Review | Songlines

Good Times of Old England

Rating: ★★★★

View album and artist details

Album and Artist Details

Artist/band:

Steeleye Span

Label:

Chrysalis

August/September/2022

Span are still a touring and recording band, like their 70s folk-rock compatriots Fairport, and a good portion of their repertoire still draws its strength from the albums collected in this 12-CD box set of their Chrysalis catalogue, spanning 1972-1983, from the rugged Below the Salt to the fade-out that was Sails of Silver in 1980, co-founder Tim Hart’s last turn with the band.
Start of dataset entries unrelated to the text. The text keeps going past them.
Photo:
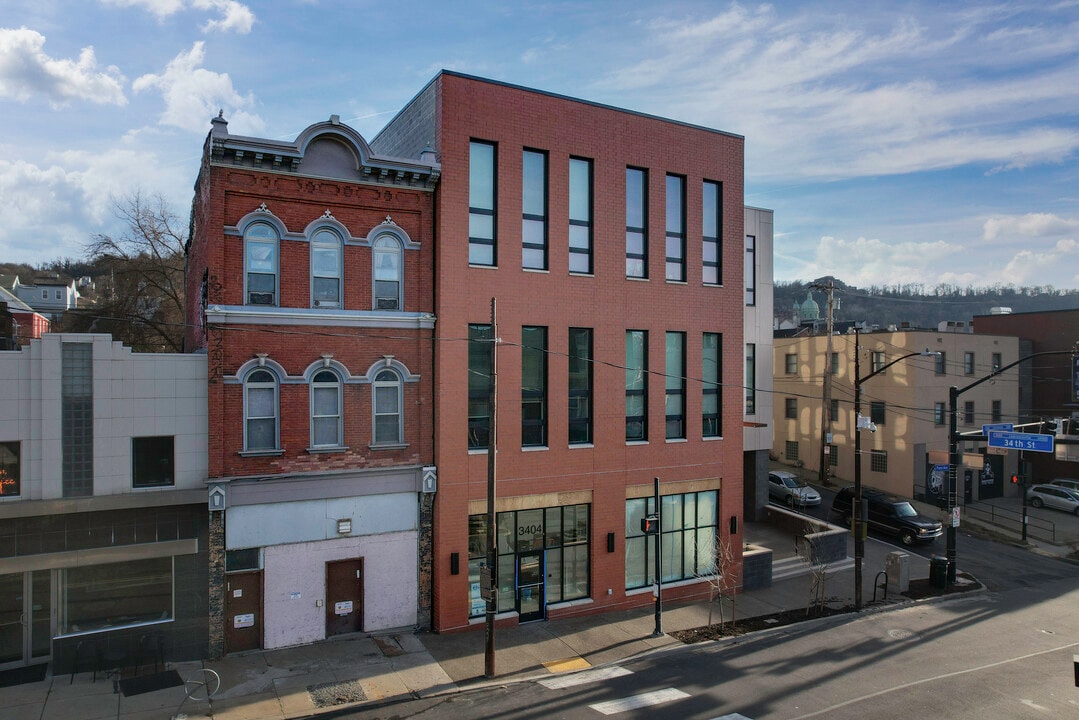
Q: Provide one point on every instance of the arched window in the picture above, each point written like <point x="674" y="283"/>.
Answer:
<point x="260" y="258"/>
<point x="386" y="261"/>
<point x="260" y="411"/>
<point x="326" y="269"/>
<point x="387" y="408"/>
<point x="326" y="410"/>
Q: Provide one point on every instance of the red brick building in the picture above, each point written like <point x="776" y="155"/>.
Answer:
<point x="612" y="243"/>
<point x="310" y="279"/>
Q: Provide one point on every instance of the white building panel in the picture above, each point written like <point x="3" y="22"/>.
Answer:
<point x="312" y="520"/>
<point x="295" y="589"/>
Between we get eight studio albums with a sprig or two of tasty extras, including alternate takes, instrumental versions and singles. Then there are the four live albums, finest among them a 1974 set from the Rainbow, and 1978’s brilliant Live at Last that featured the return of Martin Carthy, accompanied by squeezebox king John Kirkpatrick. The studio album that preceded it, Storm Force Ten, is one of this set’s revelations, and one of their most powerful albums.
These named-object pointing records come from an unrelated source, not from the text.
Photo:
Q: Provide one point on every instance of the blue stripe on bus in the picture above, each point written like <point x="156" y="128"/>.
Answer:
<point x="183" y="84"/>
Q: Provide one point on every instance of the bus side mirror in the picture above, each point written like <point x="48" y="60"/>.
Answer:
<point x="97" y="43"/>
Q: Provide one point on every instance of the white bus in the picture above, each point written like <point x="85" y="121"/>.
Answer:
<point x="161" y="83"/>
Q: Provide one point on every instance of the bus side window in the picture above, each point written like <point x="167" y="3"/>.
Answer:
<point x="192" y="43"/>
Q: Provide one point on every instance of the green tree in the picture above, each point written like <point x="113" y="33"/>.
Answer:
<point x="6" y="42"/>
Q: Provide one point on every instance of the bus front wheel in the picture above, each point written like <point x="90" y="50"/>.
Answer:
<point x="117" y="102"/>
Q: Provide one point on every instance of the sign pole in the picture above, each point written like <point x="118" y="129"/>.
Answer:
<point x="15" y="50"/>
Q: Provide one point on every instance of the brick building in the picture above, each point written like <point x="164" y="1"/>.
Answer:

The famous top-ten hit ‘All Around My Hat’ may be their calling card when it comes to taking their place at the banquet of music history, but there are lesser-known treasures aplenty, and the hours of music here include definitive interpretations of ‘Sheepcrook and Black Dog’, ‘Thomas the Rhymer’, ‘Alison Gross’ and ‘Fighting for Strangers’, and while some albums do contain filler (‘Twinkle Twinkle Little Star’, anyone?) they also contain strange wonders, and star turns from Peter Sellers (‘New York Girls’) as well as from one D Bowie (prior to his Diamond Dogs tour) playing mellifluous sax on ‘To Know Him is to Love Him’. If you have a taste for crunchy folk-rock imbued with glam and pop aesthetics, the £40 or so spent on Good Times of Old England will repay dividends time and again.